Once I prevailed, I opened a grievance with the Attorneys’ Grievance Committee in the State of Maryland for abuse of process. The attorney claimed the dismissal was convenient because of an impending settlement with my co-defendant’s employer. Furthermore, he had a medical expert; in fact, he provided the name. The committee summarily closed the case.
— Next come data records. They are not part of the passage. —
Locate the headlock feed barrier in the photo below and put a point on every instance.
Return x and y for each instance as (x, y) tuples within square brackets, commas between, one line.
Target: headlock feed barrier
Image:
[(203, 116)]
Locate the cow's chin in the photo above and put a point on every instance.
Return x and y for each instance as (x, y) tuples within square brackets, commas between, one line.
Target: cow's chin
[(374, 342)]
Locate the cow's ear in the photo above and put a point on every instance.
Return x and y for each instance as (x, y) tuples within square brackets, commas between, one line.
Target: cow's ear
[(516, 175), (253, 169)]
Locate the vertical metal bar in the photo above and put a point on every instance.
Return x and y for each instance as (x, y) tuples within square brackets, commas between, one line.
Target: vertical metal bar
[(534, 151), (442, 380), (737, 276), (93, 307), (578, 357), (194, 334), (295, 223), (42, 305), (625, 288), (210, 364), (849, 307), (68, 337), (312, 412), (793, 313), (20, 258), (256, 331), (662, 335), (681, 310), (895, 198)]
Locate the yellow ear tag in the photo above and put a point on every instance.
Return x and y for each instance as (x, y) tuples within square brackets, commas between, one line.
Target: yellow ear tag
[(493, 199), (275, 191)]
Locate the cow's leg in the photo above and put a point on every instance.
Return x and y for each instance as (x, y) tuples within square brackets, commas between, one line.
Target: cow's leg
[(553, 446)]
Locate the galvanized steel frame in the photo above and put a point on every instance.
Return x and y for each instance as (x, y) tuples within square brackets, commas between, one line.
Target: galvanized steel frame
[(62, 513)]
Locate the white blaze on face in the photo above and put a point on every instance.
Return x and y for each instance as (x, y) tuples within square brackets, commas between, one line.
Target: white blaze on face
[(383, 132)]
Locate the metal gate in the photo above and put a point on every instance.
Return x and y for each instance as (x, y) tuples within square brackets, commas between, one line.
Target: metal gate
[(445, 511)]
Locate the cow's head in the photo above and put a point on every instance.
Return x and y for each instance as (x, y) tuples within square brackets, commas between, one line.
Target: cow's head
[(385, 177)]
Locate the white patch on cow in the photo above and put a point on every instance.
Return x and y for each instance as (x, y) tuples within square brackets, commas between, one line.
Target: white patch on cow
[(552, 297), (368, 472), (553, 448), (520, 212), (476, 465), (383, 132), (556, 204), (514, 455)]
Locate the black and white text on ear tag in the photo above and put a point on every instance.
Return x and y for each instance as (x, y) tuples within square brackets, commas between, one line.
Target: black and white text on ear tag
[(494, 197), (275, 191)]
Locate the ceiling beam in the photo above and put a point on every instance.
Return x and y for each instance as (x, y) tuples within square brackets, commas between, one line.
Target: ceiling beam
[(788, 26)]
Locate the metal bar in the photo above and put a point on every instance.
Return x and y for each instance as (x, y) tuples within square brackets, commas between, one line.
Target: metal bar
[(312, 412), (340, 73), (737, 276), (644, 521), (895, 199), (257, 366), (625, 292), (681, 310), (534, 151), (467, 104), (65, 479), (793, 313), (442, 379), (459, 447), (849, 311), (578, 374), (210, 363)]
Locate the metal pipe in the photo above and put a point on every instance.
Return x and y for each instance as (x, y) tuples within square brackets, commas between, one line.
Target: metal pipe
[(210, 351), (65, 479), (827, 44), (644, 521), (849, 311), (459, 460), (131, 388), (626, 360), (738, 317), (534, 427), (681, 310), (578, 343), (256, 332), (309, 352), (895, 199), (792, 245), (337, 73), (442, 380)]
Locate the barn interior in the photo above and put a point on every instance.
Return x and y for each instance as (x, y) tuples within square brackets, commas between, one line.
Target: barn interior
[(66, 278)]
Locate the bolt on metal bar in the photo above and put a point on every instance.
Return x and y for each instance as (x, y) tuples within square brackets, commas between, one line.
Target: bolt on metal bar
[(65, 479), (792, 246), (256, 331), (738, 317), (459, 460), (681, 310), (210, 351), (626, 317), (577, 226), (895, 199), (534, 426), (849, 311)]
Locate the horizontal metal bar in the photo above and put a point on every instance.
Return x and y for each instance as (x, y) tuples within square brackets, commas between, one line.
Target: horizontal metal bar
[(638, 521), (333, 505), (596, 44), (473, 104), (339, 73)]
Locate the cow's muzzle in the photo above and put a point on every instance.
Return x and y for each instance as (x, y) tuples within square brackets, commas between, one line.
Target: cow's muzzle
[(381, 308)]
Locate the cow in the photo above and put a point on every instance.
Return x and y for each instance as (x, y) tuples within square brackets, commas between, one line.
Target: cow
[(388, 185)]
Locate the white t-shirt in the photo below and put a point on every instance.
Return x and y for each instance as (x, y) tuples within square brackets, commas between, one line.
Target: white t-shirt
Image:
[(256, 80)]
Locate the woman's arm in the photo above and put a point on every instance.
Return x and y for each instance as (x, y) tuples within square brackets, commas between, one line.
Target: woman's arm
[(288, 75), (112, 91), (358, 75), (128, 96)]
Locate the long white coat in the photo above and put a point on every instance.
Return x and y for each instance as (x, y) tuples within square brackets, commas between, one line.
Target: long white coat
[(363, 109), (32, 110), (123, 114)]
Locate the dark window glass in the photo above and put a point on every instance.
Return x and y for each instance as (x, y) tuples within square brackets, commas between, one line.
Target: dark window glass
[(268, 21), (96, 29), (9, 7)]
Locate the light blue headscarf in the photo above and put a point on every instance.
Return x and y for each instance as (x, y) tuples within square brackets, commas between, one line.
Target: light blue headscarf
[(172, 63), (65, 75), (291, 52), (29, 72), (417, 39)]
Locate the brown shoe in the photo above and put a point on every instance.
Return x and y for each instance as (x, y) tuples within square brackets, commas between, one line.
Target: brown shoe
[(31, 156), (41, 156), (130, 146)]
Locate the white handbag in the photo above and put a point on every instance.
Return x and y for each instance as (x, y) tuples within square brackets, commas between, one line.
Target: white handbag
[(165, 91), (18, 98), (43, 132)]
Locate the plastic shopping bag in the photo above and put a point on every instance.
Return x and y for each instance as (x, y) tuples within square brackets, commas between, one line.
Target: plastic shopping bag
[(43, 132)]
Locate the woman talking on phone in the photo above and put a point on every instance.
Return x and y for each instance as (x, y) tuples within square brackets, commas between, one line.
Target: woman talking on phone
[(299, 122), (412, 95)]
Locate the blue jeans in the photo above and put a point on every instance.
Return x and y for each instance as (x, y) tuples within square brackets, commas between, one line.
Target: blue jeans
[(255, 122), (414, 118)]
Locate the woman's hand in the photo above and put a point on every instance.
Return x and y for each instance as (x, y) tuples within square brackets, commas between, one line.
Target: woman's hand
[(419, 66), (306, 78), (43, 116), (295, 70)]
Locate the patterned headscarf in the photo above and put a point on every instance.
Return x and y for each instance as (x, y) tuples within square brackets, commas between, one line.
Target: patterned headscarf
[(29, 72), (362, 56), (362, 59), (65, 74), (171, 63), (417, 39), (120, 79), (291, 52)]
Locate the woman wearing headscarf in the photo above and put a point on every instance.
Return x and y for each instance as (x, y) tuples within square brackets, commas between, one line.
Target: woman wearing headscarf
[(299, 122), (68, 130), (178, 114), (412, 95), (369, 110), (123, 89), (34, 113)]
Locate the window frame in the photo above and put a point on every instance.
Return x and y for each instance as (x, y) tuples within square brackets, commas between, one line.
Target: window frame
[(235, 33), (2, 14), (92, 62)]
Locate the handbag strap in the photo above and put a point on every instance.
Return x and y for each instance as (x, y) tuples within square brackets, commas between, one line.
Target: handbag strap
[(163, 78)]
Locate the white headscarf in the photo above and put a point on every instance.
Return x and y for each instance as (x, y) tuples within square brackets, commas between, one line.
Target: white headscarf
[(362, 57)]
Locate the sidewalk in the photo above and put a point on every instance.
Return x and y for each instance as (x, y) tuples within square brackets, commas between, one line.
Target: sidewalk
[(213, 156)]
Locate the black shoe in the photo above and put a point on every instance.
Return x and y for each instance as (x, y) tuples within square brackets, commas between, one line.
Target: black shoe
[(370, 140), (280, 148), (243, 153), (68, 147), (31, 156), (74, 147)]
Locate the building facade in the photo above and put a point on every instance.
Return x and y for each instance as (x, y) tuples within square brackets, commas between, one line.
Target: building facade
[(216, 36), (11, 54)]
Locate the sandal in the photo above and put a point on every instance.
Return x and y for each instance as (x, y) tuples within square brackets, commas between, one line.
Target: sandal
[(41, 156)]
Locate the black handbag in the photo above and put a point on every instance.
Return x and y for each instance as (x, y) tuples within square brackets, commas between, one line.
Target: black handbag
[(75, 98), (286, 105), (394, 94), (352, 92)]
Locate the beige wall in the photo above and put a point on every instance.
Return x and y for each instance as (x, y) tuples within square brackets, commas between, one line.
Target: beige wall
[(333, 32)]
My efforts failed. Even so, it cost me nothing, and the attorney identified the expert. I contacted the medical expert. This cost me nothing. The medical expert affirmed, in writing, that he was never a certified witness. He never opined that I departed from standards of care.
The patient knew or should have known the above circumstance and still agreed with the attorney to proceed with the lawsuit. I decided to sue the patient for malicious prosecution. When one attorney echoed the mantra of don’t worry, be happy. I moved on. When another wanted a retainer of $10,000, I moved on. Undeterred, I filed a lawsuit in Montgomery County, Maryland’s small claims court, demanding $ 5,000, including compensatory and punitive damages, and will represent myself. This was unprecedented.
It proceeded to trial. The patient was represented by the same attorney. The attorney based the defense on the same fabrication. However, now there was the medical expert’s written statement. The judge acknowledged that the malpractice suit was frivolous and, indeed, there may be abuse of process. But there was no proof of malice by the patient.
The judge’s decision was disappointing. In the final analysis, my demand was only $5,000. The result could have been the same even if I paid a lawyer $10,000. The attorney’s dishonesty was now public record. A rift opened between the patient and the attorney. Most importantly, the lawsuit cost the patient about $2000 for representation and cost me under $100 for the filing fee.
Success is not this 20:1 ratio. My goal is a paradigm shift.
The paradigm adds value to the law and to attorneys. Ninety-five percent confidence, rather than 50%, plus an ill-defined scintilla, makes the truth stand out in stark contrast.
The paradigm adds value to malpractice carriers. Because all frivolous and meritorious claims are judiciously expedited, avoidable costs to carriers are reduced, and malpractice premiums are decreased.
It adds value to society. Health care is more available, affordable, accessible, accountable, and able.
It returns power to physicians. Exposing a malicious claim sends a clear message to those who attack us.
It takes power from the medical liability litigation industry. Health reforms, tort reforms, and health law gurus have accomplished none of the above.
A paradigm shift is not for the faint of heart. I would never impose on you. However, if you are not among the faint of heart, heed this as a call to action.
Howard Smith is an obstetrics-gynecology physician.